The Wall Street Journal has two great articles:
Here is a one paragraph summary of the plan:
NASA is handing over orbital delivery work to American business in order to focus on bigger and better objectives, such as getting astronauts to asteroids and Mars. The space agency hopes astronaut ferry trips will follow soon; SpaceX contends its Dragons could be carrying space-station astronauts up and down within three or four years.
Here is the Wall Street’s summary of the last week:
The Dragon—19 feet tall and 12 feet wide—was launched Tuesday from Cape Canaveral aboard a SpaceX Falcon 9 rocket. Mr. Pettit used the space station’s robot arm to snare the unmanned capsule on Friday.
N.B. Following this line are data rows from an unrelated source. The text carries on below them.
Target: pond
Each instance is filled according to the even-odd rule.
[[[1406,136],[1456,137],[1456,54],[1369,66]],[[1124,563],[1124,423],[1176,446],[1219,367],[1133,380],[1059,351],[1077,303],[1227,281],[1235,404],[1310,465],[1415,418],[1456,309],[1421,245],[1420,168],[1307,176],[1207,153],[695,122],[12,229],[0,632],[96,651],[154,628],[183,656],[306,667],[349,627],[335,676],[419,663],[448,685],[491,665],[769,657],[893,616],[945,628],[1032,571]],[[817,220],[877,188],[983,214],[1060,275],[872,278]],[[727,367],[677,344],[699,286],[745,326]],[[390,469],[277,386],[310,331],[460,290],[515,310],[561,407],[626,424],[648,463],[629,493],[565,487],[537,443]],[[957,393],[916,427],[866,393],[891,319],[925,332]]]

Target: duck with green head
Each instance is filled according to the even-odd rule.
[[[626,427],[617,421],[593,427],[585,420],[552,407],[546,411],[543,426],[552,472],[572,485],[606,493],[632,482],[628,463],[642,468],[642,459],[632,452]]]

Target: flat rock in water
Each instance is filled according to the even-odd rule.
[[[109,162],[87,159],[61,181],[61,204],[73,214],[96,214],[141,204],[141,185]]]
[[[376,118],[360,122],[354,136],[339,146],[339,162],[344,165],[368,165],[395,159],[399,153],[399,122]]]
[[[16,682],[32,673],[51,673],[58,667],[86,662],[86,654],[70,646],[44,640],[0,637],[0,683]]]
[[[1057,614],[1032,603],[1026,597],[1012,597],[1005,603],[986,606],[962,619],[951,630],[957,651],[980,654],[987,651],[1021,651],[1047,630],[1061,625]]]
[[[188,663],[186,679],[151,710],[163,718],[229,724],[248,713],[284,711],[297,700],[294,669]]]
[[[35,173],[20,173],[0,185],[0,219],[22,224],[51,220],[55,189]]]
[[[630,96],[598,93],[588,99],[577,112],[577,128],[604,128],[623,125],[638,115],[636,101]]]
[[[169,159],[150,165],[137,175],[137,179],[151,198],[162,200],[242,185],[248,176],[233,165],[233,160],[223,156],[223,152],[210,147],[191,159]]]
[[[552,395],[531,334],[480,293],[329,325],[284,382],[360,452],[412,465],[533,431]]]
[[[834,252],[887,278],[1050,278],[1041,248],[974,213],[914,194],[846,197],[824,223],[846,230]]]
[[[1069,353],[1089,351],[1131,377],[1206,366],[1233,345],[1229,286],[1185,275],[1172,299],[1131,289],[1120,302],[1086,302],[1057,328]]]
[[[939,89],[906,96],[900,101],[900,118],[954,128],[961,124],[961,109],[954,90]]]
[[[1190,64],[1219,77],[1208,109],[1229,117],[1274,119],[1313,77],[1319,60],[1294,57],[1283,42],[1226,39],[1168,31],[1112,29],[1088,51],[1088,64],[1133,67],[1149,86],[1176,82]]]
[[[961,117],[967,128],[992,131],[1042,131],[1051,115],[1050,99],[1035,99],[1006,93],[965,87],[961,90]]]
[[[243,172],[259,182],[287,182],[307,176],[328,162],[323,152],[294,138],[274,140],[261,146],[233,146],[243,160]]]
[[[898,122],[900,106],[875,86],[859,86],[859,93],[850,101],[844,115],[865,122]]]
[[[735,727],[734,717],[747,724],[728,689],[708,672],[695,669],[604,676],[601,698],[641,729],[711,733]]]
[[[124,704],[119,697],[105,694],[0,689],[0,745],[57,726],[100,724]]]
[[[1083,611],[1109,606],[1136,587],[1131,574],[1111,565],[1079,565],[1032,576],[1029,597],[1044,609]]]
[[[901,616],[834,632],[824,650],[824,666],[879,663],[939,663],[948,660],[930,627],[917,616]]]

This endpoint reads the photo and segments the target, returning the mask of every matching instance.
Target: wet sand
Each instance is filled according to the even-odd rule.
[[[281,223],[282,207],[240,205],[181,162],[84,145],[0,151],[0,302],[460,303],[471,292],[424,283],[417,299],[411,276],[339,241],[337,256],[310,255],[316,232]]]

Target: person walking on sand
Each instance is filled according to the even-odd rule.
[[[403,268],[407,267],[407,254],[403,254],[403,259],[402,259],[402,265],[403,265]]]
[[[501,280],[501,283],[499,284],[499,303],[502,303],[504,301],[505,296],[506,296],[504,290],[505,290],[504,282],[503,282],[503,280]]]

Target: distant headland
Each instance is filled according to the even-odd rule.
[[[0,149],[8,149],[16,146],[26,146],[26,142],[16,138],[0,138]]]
Now that SpaceX has demonstrated their hardware can safely reach the space station, they can move forward with the remainder of their $1.6 billion contract for 14 resupply trips.
The Dragon carried about 1000 pounds of food and supplies up. It will bring back about 1400 pounds of stuff. The article points out the return trip is something new. Previous supply launches were one-way trips for the hardware.
Let me do a little math
- $1.6 billion – contract amount
- 14 – number of resupply trips
- $114,286,000 – cost of each resupply trip
- 1000#– weight of delivery
- $114,286 – cost per pound of material delivered
- 16 – ounces per pound
- $7,143 – the cost per ounce of material delivered
Maybe you can cut that in half for the value of the return trip, so its only $77,000 per pound for delivery.
That’s an expensive dinner guys! Enjoy!